O ex-ministro e ex-presidente do STJ, Cesar Asfor Rocha, fez sustentação oral em defesa da J&F.

Desentendimento

A disputa começou em 2017, quando a J&F firmou um acordo para vender a Eldorado Celulose à Paper Excellence. No entanto, conflitos surgiram na execução do contrato: a J&F acusou a Paper de atrasos no cumprimento de obrigações, enquanto a Paper afirmou que a J&F impôs dificuldades à conclusão da operação.

O caso foi levado ao Tribunal Arbitral da ICC Brasil, que determinou, em fevereiro de 2021, que a J&F concluísse a venda.

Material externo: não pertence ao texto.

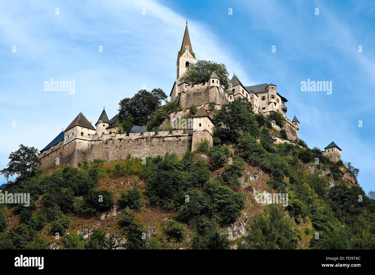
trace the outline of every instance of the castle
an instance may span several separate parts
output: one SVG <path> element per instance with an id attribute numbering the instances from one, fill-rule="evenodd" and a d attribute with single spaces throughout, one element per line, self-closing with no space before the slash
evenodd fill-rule
<path id="1" fill-rule="evenodd" d="M 289 140 L 274 134 L 276 142 L 293 143 L 289 141 L 298 139 L 299 121 L 295 115 L 292 120 L 286 117 L 288 108 L 285 104 L 288 101 L 277 92 L 276 85 L 265 83 L 244 86 L 234 74 L 229 88 L 225 90 L 220 85 L 220 78 L 214 72 L 207 82 L 201 83 L 190 83 L 182 79 L 189 66 L 196 61 L 187 24 L 177 54 L 177 79 L 170 94 L 171 101 L 178 101 L 182 110 L 170 113 L 169 117 L 160 125 L 161 128 L 168 126 L 172 130 L 147 132 L 143 127 L 135 126 L 128 134 L 117 133 L 120 123 L 117 114 L 109 119 L 104 109 L 94 127 L 80 113 L 64 131 L 40 150 L 38 157 L 42 165 L 69 164 L 77 166 L 80 162 L 95 159 L 111 161 L 124 158 L 129 154 L 142 158 L 162 155 L 168 152 L 175 152 L 180 156 L 187 150 L 196 150 L 204 139 L 208 140 L 212 146 L 214 130 L 212 120 L 214 112 L 212 111 L 219 109 L 224 104 L 241 98 L 250 101 L 256 114 L 266 116 L 274 111 L 284 117 L 285 129 Z M 212 103 L 214 103 L 213 109 L 210 107 Z M 192 117 L 190 126 L 176 127 L 176 120 L 186 116 L 189 112 L 188 108 L 192 105 L 198 110 Z M 279 132 L 281 129 L 275 123 L 272 126 L 275 133 Z M 323 153 L 333 161 L 337 161 L 340 158 L 340 151 L 333 141 L 325 148 Z"/>

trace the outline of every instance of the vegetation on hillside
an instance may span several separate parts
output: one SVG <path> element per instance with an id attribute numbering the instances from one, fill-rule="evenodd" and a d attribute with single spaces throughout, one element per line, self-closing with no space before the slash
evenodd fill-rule
<path id="1" fill-rule="evenodd" d="M 176 108 L 159 108 L 150 127 Z M 304 147 L 273 144 L 275 117 L 252 110 L 246 99 L 223 105 L 213 119 L 214 146 L 202 140 L 180 159 L 167 153 L 38 168 L 11 165 L 18 159 L 12 153 L 14 169 L 2 172 L 20 176 L 4 191 L 29 193 L 31 201 L 0 204 L 0 248 L 46 249 L 56 241 L 66 249 L 375 248 L 375 193 L 344 179 L 359 170 L 303 141 Z M 34 159 L 36 152 L 22 148 Z M 257 203 L 251 169 L 264 173 L 271 193 L 287 193 L 287 205 Z M 239 220 L 247 234 L 235 239 L 229 229 Z M 105 225 L 85 223 L 93 220 Z"/>

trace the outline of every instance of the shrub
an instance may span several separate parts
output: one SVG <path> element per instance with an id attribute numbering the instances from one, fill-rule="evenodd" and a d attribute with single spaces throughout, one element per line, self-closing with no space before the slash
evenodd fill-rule
<path id="1" fill-rule="evenodd" d="M 120 193 L 120 205 L 121 207 L 125 208 L 127 206 L 132 210 L 139 210 L 142 206 L 142 193 L 136 186 L 134 186 Z"/>
<path id="2" fill-rule="evenodd" d="M 185 236 L 185 228 L 180 225 L 177 221 L 169 221 L 167 225 L 165 233 L 170 236 L 174 237 L 177 240 L 180 241 Z"/>
<path id="3" fill-rule="evenodd" d="M 280 137 L 284 140 L 288 140 L 288 135 L 286 134 L 286 131 L 285 129 L 281 129 L 280 130 Z"/>

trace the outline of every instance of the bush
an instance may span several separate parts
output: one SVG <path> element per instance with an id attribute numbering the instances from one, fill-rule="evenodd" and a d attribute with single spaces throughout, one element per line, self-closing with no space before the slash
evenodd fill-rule
<path id="1" fill-rule="evenodd" d="M 176 239 L 180 241 L 185 236 L 185 228 L 183 225 L 174 221 L 169 221 L 165 229 L 165 233 L 170 236 L 174 237 Z"/>
<path id="2" fill-rule="evenodd" d="M 201 153 L 208 154 L 210 151 L 210 141 L 206 138 L 204 140 L 201 140 L 196 150 Z"/>
<path id="3" fill-rule="evenodd" d="M 127 206 L 132 210 L 139 210 L 142 206 L 142 193 L 136 186 L 120 193 L 120 207 L 125 208 Z"/>
<path id="4" fill-rule="evenodd" d="M 284 140 L 288 140 L 288 135 L 286 134 L 286 131 L 285 129 L 281 129 L 280 130 L 280 137 Z"/>
<path id="5" fill-rule="evenodd" d="M 65 237 L 66 249 L 84 249 L 86 240 L 82 235 L 72 232 Z"/>
<path id="6" fill-rule="evenodd" d="M 267 116 L 267 119 L 270 121 L 274 120 L 276 125 L 280 128 L 284 128 L 285 127 L 285 119 L 284 118 L 284 116 L 279 112 L 271 111 Z"/>

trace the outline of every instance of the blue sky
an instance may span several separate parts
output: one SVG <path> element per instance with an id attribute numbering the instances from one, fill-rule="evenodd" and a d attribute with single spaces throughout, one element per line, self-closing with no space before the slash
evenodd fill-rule
<path id="1" fill-rule="evenodd" d="M 110 118 L 143 83 L 169 95 L 187 18 L 198 59 L 225 64 L 245 86 L 277 85 L 300 138 L 310 148 L 334 141 L 361 186 L 375 190 L 375 4 L 306 2 L 2 1 L 0 168 L 20 144 L 42 148 L 80 111 L 94 124 L 105 106 Z M 75 81 L 75 93 L 45 91 L 51 79 Z M 332 81 L 332 94 L 301 91 L 308 79 Z"/>

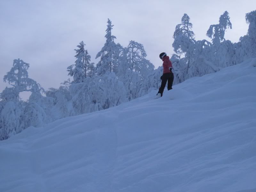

Contestando a decisão arbitral, a J&F buscou anulá-la judicialmente.

Desde então, a disputa passou por diversas liminares. Em março de 2021, a Justiça suspendeu a transferência do controle da Eldorado, mas, em julho, uma juíza liberou o processo, decisão que o TJ/SP voltou a suspender.

A situação se agravou quando, em julho de 2022, a magistrada de primeira instância analisou o mérito do caso e manteve a decisão arbitral que obrigava a venda da empresa, ignorando a suspensão determinada pelo TJ/SP.

A J&F recorreu ao tribunal alegando descumprimento das ordens de suspensão. Inicialmente, o TJ/SP não conheceu a reclamação, alegando inadequação do meio processual, o que levou a J&F a apresentar recurso especial ao STJ.

No STJ, o ministro Mauro Campbell observou que a juíza havia proferido sentenças mesmo com a ordem de suspensão, o que poderia anular todo o processo. Diante disso, suspendeu o andamento das ações.

Posteriormente, a ministra Nancy Andrighi determinou que o TJ/SP poderia julgar a reclamação contra a sentença da juíza, decisão que resultou na anulação da sentença e na vitória da J&F na disputa judicial.